Nous avons attaqué les prises de sang sur les veaux vaccinés destinés au marché italien : ils doivent être viro-négatif pour passer la frontière, et ces analyses nous ont réservé de belles surprises. Un tiers des veaux vaccinés environ sont actuellement porteurs du virus. Entendons-nous bien : ils ne sont absolument pas malades, ils sont simplement porteurs du virus, pour quelques semaines. Un moustique les a piqué, leur a transmis le virus, comme ils sont vaccinés ils ne sont pas malades, mais cela interdit leur vente à l'étranger, ce qui n'arrange pas la trésorerie des éleveurs, déjà pris à la gorge.
Il marche d'ailleurs drôlement bien, ce vaccin : je n'ai pas vu une vache malade depuis presque deux mois. Ah si, une : elle avait une autre maladie, et son affaiblissement a permis au virus de se développer.
La plupart des éleveurs attendent donc les 60 jours après la seconde injection pour envoyer leurs veaux en Italie, car ce délai permet d'éviter la fatidique virologie. Ce qui, en soit, est complètement stupide : ce n'est pas parce que ces veaux seront bien vaccinés qu'ils ne seront pas porteurs. Tout au plus peut-on espérer qu'ils ne risquent pas trop de transmettre le virus grâce à leurs défenses immunitaires et leur faible taux viral sanguin.
A côté de ça, la machine à rumeurs fonctionne toujours aussi bien, il ne se passe pas deux jours sans qu'un éleveurs viennent me parler du sérotype 52 qui serait apparu dans un élevage du Boukhistan, et qu'il va falloir rattraper toutes les bêtes, docteur.
Nan.
Pas d'autre sérotype pour le moment, s'il se passe quelque chose, on vous préviendra.
Bref, l'activité vétérinaire à proprement parler, s'est considérablement ralentie. Nous en avons profité pour prendre quelques jours voire semaine (au singulier, quand même), de congé.
Surtout, nous nous sommes lancé dans la délirante montagne de paperasses engendrée par cette crise sanitaire.
Pour chaque visite de suspicion, une fiche de police sanitaire : quatre pages.
Pour chaque élevage vacciné, un inventaire relevant chaque bête ayant reçu l'injection, avec date et type de vaccin évidemment. Quand on n'est passé que deux fois dans un élevage, c'est facile. Quand on est venu pour huit lots différents, c'est le drame. Dis comme ça, ça a l'air facile, mais nous avons vraiment vacciné très vite, et pas relevé grand chose. Funeste erreur lorsqu'il faut faire les comptes... Pour chaque élevage, je compte, je coche, je vérifie et je recoupe, je contrôle les âges des veaux et les intervalles entre injections.
Pour chaque élevage, date, nom du vaccin, signature et tampon sur chaque passeport de veau destiné à l'export.
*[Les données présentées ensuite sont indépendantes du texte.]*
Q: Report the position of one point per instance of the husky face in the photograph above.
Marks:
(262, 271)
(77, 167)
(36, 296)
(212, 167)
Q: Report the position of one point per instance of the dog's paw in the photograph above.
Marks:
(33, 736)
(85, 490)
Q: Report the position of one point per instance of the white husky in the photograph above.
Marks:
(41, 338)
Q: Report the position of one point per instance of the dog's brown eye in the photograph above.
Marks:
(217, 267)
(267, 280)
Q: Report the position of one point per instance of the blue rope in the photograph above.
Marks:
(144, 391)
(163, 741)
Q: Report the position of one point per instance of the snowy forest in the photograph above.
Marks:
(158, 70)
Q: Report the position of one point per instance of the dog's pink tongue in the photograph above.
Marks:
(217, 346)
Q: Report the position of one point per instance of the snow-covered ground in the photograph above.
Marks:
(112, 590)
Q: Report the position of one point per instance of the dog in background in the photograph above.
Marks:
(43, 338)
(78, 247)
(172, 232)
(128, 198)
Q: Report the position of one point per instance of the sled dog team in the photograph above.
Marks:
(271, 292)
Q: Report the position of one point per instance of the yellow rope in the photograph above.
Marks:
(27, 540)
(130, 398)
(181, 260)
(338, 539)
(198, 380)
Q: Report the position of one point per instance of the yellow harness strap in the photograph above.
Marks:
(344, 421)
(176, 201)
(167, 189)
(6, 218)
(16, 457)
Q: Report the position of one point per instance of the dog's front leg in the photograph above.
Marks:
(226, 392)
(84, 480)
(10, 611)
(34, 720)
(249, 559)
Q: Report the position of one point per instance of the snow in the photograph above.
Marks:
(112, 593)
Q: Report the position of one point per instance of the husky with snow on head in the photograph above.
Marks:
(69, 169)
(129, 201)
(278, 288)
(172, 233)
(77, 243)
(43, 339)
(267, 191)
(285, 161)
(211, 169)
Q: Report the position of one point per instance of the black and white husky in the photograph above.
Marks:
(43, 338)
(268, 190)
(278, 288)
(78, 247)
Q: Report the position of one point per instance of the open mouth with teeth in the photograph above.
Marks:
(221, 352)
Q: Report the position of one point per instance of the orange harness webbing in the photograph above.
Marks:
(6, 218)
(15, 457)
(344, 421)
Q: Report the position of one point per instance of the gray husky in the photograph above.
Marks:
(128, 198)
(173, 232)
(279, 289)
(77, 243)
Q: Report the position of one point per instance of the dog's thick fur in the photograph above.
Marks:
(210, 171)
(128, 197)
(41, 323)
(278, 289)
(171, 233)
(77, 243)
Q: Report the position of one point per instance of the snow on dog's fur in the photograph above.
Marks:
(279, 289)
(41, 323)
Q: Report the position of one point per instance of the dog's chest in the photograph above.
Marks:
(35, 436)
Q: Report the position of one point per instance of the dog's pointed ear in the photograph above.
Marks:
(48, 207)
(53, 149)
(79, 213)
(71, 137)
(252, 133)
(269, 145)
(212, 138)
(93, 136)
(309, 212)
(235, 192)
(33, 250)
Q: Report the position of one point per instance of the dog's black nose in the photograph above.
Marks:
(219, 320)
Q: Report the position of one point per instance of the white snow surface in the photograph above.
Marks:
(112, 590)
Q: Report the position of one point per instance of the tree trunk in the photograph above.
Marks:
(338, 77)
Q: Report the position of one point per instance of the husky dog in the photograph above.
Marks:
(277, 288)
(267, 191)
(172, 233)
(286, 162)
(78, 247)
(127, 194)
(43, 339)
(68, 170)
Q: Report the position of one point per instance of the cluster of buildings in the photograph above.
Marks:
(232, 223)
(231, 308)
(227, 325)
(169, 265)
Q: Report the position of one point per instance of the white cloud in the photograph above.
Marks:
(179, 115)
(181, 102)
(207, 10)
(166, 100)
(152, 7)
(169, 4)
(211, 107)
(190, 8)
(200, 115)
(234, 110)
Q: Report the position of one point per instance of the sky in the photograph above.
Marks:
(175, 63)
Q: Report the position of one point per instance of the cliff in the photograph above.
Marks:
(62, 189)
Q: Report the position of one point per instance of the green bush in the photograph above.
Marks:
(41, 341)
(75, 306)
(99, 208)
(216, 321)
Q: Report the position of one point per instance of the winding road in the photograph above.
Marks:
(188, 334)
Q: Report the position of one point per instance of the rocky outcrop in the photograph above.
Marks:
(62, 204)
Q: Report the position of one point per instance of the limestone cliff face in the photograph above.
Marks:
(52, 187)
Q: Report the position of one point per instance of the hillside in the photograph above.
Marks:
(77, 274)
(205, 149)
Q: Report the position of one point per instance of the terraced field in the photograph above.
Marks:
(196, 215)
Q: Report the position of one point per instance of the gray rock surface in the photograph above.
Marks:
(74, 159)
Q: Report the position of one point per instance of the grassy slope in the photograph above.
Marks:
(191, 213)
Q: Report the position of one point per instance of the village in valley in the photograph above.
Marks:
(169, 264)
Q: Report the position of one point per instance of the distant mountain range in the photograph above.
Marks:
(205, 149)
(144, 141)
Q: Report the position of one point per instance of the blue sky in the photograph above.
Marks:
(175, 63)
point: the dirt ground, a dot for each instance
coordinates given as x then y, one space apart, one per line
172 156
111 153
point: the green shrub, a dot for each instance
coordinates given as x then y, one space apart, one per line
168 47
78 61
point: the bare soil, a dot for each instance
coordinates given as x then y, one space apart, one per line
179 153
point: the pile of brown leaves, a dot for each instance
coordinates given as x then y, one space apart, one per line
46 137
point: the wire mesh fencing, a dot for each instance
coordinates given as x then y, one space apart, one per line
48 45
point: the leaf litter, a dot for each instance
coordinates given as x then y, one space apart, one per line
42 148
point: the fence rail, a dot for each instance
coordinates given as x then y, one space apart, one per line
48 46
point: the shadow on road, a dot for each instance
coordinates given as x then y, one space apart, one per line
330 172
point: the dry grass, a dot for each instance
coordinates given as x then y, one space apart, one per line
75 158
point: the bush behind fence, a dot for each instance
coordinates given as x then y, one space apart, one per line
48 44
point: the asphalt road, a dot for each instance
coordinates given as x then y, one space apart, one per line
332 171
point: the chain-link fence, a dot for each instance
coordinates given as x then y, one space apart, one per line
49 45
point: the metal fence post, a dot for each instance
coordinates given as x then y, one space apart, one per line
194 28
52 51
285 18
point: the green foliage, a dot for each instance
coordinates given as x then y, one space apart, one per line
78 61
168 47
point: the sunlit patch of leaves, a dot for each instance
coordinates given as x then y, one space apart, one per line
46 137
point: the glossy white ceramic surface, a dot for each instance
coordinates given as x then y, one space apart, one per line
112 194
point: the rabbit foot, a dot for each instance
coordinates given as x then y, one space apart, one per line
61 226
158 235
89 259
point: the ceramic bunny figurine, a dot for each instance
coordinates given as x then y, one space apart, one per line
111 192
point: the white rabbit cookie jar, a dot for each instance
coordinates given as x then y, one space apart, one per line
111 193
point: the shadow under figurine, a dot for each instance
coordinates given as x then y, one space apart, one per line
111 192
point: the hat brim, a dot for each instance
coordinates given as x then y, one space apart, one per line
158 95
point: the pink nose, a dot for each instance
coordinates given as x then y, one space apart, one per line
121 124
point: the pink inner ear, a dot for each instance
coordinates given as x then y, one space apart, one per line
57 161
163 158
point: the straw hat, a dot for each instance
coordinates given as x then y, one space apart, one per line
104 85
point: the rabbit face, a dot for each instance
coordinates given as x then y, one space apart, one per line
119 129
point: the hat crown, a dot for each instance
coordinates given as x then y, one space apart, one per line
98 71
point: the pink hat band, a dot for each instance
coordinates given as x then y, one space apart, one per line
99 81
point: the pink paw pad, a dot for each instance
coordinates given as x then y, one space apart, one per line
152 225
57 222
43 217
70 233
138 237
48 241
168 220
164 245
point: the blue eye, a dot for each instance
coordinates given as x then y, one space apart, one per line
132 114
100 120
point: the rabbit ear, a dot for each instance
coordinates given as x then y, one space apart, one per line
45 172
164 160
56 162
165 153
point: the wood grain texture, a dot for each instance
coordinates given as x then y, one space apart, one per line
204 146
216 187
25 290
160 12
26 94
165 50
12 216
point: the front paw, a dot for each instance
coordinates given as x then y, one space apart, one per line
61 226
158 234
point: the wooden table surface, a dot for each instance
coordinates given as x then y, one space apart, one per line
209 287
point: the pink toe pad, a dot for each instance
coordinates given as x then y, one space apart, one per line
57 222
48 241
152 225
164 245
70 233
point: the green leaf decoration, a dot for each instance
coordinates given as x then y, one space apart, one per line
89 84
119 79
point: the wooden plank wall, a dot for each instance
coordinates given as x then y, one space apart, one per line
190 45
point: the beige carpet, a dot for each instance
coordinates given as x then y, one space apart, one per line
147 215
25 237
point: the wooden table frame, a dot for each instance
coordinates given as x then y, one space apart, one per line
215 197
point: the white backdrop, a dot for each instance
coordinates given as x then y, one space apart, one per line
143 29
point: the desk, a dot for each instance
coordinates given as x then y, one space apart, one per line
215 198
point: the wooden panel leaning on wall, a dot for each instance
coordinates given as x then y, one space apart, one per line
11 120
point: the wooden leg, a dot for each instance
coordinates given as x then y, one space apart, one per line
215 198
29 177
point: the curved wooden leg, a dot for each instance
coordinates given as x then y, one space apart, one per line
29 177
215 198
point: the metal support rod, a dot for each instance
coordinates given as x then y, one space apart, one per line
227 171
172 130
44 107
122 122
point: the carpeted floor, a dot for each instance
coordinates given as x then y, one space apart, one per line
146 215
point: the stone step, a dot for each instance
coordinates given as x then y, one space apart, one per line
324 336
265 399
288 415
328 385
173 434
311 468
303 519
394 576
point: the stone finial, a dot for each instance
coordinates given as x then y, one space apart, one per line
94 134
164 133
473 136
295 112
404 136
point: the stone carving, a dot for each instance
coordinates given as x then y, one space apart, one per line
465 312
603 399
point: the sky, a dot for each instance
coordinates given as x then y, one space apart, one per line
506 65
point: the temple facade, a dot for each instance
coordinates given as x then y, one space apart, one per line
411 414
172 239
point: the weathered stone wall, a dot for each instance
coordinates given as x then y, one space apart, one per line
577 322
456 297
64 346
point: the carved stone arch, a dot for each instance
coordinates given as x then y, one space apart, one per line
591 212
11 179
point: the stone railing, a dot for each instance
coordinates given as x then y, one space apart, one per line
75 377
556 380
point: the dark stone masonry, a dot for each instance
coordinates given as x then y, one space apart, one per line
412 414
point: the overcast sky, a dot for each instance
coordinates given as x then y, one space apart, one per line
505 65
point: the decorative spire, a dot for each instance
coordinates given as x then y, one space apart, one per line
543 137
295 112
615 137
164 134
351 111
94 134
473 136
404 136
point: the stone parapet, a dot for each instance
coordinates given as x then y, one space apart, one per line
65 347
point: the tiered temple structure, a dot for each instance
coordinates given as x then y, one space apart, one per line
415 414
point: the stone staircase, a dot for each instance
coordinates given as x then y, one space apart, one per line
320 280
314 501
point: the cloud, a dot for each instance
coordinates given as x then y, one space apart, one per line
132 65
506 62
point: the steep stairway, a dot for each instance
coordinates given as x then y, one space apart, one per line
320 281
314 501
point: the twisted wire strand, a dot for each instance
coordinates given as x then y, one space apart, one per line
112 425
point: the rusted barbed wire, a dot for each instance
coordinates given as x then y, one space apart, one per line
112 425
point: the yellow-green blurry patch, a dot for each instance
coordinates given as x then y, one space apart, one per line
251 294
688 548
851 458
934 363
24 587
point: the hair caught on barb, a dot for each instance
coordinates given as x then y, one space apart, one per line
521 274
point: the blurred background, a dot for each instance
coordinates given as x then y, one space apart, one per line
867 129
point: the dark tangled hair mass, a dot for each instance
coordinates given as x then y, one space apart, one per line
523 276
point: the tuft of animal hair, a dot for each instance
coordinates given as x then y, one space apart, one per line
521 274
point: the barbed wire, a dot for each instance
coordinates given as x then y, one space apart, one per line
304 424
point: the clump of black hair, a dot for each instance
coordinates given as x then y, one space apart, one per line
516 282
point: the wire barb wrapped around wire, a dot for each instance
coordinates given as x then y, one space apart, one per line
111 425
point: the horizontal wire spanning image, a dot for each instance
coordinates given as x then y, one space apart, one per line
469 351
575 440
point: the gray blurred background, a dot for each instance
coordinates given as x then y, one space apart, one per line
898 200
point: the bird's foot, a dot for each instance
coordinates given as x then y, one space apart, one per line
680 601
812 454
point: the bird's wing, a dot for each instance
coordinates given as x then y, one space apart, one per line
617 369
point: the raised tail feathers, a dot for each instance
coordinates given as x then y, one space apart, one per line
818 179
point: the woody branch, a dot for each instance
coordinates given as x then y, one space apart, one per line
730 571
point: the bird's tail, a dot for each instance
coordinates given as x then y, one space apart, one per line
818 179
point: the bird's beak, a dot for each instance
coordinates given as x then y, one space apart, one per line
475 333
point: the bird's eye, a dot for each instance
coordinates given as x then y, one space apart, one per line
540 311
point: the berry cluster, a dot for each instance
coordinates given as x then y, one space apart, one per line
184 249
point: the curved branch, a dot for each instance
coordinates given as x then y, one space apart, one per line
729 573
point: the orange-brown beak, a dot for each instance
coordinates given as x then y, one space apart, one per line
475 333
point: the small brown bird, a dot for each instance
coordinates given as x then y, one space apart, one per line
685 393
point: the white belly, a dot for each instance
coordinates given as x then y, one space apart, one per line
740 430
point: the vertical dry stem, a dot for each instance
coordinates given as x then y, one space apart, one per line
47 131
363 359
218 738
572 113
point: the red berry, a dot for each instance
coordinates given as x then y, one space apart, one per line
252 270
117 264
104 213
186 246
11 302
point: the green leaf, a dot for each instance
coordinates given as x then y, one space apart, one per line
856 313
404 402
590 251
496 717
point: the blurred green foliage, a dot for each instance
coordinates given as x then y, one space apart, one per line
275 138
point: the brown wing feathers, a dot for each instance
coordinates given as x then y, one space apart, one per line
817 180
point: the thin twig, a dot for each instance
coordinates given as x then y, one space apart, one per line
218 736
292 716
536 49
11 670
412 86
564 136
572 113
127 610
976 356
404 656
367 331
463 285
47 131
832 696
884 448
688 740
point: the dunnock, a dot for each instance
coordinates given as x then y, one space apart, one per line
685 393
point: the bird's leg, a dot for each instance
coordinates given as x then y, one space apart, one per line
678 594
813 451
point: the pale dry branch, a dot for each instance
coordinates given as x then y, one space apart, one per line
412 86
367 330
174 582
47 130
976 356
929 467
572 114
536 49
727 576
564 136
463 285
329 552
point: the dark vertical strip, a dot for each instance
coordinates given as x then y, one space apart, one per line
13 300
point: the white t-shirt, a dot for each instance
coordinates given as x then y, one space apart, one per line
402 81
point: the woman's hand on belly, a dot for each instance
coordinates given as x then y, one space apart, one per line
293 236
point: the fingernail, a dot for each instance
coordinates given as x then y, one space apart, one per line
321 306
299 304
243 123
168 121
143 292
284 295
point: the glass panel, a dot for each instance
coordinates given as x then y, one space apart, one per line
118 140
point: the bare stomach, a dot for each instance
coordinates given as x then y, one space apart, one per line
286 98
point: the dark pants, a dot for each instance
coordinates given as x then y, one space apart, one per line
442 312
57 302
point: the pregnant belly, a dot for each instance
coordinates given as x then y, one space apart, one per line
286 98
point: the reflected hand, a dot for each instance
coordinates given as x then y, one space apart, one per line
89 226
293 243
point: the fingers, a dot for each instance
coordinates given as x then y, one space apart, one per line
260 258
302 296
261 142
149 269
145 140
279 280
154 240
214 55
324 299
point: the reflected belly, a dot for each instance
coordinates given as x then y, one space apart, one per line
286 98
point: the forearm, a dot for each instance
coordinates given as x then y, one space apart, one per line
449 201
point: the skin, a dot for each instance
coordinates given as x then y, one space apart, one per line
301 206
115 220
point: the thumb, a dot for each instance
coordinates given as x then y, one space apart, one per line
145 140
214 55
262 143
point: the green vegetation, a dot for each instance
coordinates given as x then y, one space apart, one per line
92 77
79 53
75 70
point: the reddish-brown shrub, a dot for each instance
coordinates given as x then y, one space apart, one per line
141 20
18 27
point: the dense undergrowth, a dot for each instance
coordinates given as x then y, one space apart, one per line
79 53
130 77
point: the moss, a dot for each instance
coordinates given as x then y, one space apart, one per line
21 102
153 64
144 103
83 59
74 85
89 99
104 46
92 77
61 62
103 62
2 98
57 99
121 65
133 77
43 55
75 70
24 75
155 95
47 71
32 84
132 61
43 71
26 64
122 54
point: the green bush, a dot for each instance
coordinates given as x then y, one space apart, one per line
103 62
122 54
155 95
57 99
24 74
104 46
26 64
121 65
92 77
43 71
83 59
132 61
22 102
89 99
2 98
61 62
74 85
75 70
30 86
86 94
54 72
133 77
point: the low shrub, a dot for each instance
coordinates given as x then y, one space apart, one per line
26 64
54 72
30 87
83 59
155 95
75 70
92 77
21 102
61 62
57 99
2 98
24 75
Une fois pour chaque injection, ça en fait des lignes ! Encore une fois, attention aux âges minimaux !
Pour chaque élevage, une facture spéciale sur une fiche spéciale, avec déduction de l'aide directe de l'état. Un exemplaire pour l'éleveur, un exemplaire pour l'organisme qui nous versera (un jour) cette aide, et la retranscription de cette facture dans notre propre logiciel. Evidemment, les tarifs sont par visite et par bête, mais varient selon la taille des cheptels.
Pour chaque éleveur, des dizaines de minutes d'explications.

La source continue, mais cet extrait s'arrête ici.